Der Kontrabass
The miracle of love
Ein Orchester ohne Dirigent ginge, aber ein Orchester ohne das Fundament des Kontrabasses würde zusammenbrechen. Davon ist der Kontrabassist aus dem Staatsorchester überzeugt. Obwohl er sich durchaus der Tatsache bewusst ist, dass sein Instrument eigentlich nur hässliche Töne produzieren könne. So stimme auch der Umkehrschluss: Ohne das Orchester sei der Kontrabass wertlos. Viel schlimmer ist aber für den beamteten Musiker, dass sich sein Ungetüm wenig anziehend auf Frauen wirkt. So erklärt er sich, dass er mit 48 Jahren immer noch Single in seiner mit Dämmplatten schallisolierten Wohnung ist. Dabei hat es ihn erwischt: Sarah, die junge Sopranistin mit ihrer überirdisch schönen Stimme hat es ihm angetan. Doch wie soll er – der biedere, ältliche Bassist vom dritten Pult hinten in der Ecke - sie – das junge, schöne, aufstrebende Soprantalent – beeindrucken?
Der kräftige Handwerker verzehrt sich nach der zarten Künstlerin. Er muss bei der Bearbeitung seines Instrumentes seine ganze Körperenergie einsetzen und ist nach jedem Konzert durchgeschwitzt. Sie dagegen kann mit einer Arie an vorderster Front schon beeindrucken. Unerreichbar!
So kommt Stephan Schad in Max Claessens Inszenierung des bekannten Stückes von Patrick Süßkind auch in Feinripp-Unterhemd, barfüßig und mit Bierflasche in der Hand daher. Seine Lebensunzufriedenheit schleudert er auf dem Spielfeld des Schauspielhauses nicht nur dem anwesenden Kontrabass entgegen sondern auch seinem möglichen Alter Ego: dem Kontrabassisten Henning Kiehn, der ihm allerdings immer aufs Neue beweist, dass dieses Instrument sehr wohl dazu taugen kann, schöne und sogar romantische Töne hervorzubringen. Wenn er sich selbst mit zarten Zupfen und Streichen beim Song „Miracle of Love“ auf dem „hässlichsten“ Instrument begleitet, überführt er die Versagenserklärungen seines verbeamteten Gegenübers der Lüge. Ihre Lebens-Bühne ist alles andere als glamourös: Die Girlande ist halb zerrissen, das braune Spanplattenholz abgeschrabt und die Getränkebar hat billigen Kantinencharme.
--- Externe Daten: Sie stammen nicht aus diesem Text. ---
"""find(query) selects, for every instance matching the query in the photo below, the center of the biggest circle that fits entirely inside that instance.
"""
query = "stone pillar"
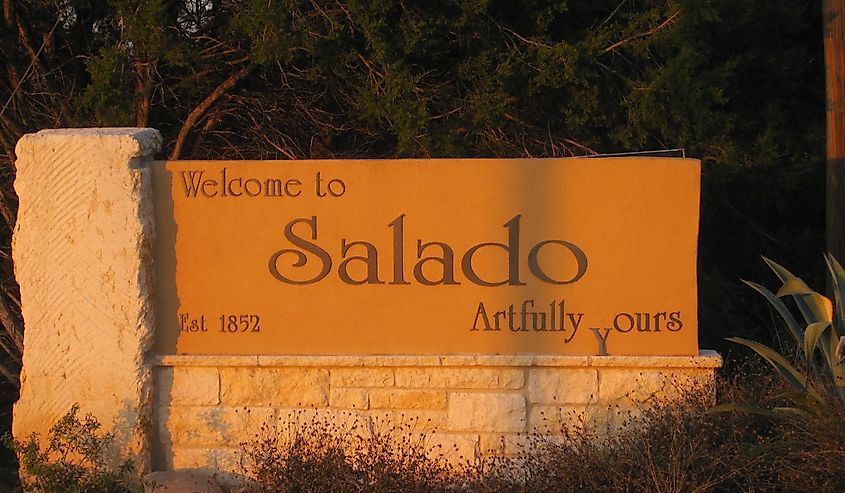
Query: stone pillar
(83, 257)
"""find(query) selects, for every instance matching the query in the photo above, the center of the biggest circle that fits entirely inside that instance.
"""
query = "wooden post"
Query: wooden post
(834, 58)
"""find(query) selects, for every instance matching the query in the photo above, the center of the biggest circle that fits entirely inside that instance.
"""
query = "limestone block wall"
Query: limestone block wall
(205, 406)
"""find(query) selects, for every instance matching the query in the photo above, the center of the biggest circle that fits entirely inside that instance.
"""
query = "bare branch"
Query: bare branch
(195, 114)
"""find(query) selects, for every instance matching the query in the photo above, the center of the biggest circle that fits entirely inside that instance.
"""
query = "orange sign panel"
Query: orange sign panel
(427, 256)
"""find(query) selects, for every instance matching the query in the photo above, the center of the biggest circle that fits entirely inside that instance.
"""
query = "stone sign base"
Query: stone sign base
(473, 405)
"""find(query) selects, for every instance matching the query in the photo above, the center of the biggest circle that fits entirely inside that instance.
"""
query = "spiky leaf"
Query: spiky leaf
(781, 308)
(795, 378)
Claessens Regiearbeit bringt den Text hintersinnig komisch zum Leuchten. Stephan Schad ist dafür die Idealbesetzung. Was hätte aus diesem Typen alles werden können, wenn er sich nicht vereinsamt, desillusioniert und verbittert in seine hirngespinstigen Gedankengebäude in die lebenslängliche Sicherheit eines Beamtentums hätte zurückziehen können? Da wird die Fantasie des Zuschauers spazieren geführt.